6 Luglio 2017

Aumenta la spesa delle famiglie, ma ancora sotto i livelli 2011. Forte il divario Nord-Sud

 

 

La spesa delle famiglie nel 2016 è cresciuta dell’1% attestandosi in media a 2.524,38 euro al mese, secondo gli ultimi dati Istat. Si consolida così, anche se a un ritmo moderato, la fase di ripresa dei consumi delle famiglie italiane avviatasi nel 2014, in un quadro macroeconomico caratterizzato dal quarto anno consecutivo di aumento del loro reddito disponibile, da un lieve incremento della propensione al risparmio e dal consolidamento della ripresa del Pil. Tuttavia, questi aumenti non compensano ancora il calo delle spese verificatosi dopo il 2011 quando la media era di 2.639,89 euro al mese. Non solo. “Se confrontati con il 2006 – sottolinea il Codacons – i dati Istat sono drammatici: in dieci anni, infatti, la spesa media mensile delle famiglie è salita di appena 63 euro al mese, crescendo soltanto del +2,5%, mentre quella alimentare aumenta di soli 20 euro al mese (467 euro del 2016 contro i 447 euro del 2006). Numeri che non possono ritenersi positivi, ma che al contrario evidenziano come la ripresa definitiva dei consumi in Italia sia ancora lontana”.
L’operatività di Alessandro Moretti su AudCad

Cresce la spesa per pesce e servizi di ristorazione
Guardando alle singole voci, una famiglia italiana spende 447,96 euro al mese per l’alimentazione (era 441,50 euro nel 2015). Quella per carne, pur restando la componente alimentare più importante, torna a diminuire, attestandosi a 93,53 euro. Le spese per frutta e verdura aumentano entrambe del 3,1% rispetto al 2015 (rispettivamente a 41,71 e a 60,62 euro), ma è quella per pesce e prodotti ittici la voce con il maggiore aumento (+9,5%, fino a 39,83 euro mensili). “Bene, ma non basta – commenta Massimiliano Dona, presidente dell’Unione Nazionale Consumatori – Il dato, infatti, si riferisce alla spesa media familiare, ossia ai consumi di una famiglia in realtà inesistente. Per la famiglia normale e tradizionale, una coppia con due figli, ci sono ancora difficoltà, come dimostra il dato della spesa alimentare, che scende su base mensile di oltre 6 euro al mese, -74 euro su base annua”. Al di là del cibo, la voce di spesa più elevata è quella per casa, acqua, elettricità, manutenzione ordinaria e straordinaria, pari a 902,72 euro al mese, seguita da quella per trasporti (271,27 euro). Tornano ai livelli pre-crisi le spese per servizi ricettivi e di ristorazione (+4,8% a 128,25 euro) e salgono per il terzo anno consecutivo quelle per beni e servizi ricreativi, spettacoli e cultura (+2,9% fino a 130,06 euro).
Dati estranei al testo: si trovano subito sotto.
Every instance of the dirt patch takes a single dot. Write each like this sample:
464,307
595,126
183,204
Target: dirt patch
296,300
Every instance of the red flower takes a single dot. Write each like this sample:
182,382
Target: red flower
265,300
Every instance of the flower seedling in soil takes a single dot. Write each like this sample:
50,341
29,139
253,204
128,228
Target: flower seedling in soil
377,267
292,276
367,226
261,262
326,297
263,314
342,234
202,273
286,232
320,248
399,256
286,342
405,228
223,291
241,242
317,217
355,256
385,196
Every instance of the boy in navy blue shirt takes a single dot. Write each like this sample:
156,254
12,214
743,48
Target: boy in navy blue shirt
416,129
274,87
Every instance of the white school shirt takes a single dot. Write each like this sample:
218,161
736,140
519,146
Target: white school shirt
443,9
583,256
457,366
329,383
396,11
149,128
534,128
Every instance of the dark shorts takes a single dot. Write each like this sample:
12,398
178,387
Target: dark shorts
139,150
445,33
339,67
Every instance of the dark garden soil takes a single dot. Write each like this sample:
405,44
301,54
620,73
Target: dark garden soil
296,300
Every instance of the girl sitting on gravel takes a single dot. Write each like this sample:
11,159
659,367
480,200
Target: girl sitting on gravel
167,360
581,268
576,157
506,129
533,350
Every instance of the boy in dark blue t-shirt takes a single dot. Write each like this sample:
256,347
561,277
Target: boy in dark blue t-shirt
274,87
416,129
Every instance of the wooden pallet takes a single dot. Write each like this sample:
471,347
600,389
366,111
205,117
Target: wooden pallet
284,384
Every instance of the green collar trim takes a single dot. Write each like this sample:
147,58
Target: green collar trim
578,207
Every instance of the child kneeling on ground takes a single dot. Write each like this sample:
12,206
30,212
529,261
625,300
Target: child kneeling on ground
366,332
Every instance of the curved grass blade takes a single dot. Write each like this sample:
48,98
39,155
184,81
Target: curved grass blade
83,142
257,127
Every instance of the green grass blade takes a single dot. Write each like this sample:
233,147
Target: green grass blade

Nel Lazio, in Liguria e in Abruzzo la quota di spesa più alta per l’abitazione
Restano rilevanti le differenze di spesa a livello territoriale. I valori più elevati si registrano nel Nord, intorno ai 2.800 euro al mese, seguono il Centro (2.612 euro), il Sud (2.051 euro) e le Isole (1.942 euro). Nel Nord-ovest si spendono mediamente, in termini assoluti, quasi 900 euro in più che nelle Isole. Guardando alle singole regioni, Trentino-Alto Adige, Lombardia ed Emilia-Romagna si confermano ancora le regioni con la spesa media mensile più elevata (sui 3.000 euro). Al contrario, la Calabria è ancora la regione con la spesa più contenuta, pari a 1.701 euro, circa 1.373 euro meno della spesa più elevata.
La parte più consistente della spesa delle famiglie è destinata all’abitazione in tutte le regioni di Italia: nel Lazio, in Liguria e in Abruzzo rappresenta oltre il 40%, mentre i valori più bassi, intorno al 30%, si registrano in Basilicata e Calabria.

Le famiglie di soli stranieri spendono 1.000 euro meno di quelle di soli italiani
I livelli di spesa più bassi si registrano per le famiglie composte da soli stranieri (1.582,94 euro), per quelle di un solo componente di 65 anni e più (1.634,57), per le famiglie la cui persona di riferimento ha un basso titolo di studio (1.725,35) o è in cerca di occupazione (1.736,37). Come già nel 2015, le famiglie composte da soli stranieri spendono mille euro in meno di quelle composte da soli italiani (1.582,94 contro 2.590,59 euro). La loro spesa si concentra su beni e servizi essenziali: il 21% è destinato alla spesa alimentare e il 38% all’abitazione. Rimane forte anche il divario tra chi spende di più e chi spende di meno: le famiglie con più possibilità economiche spendono 5 volte di più di quelle più povere.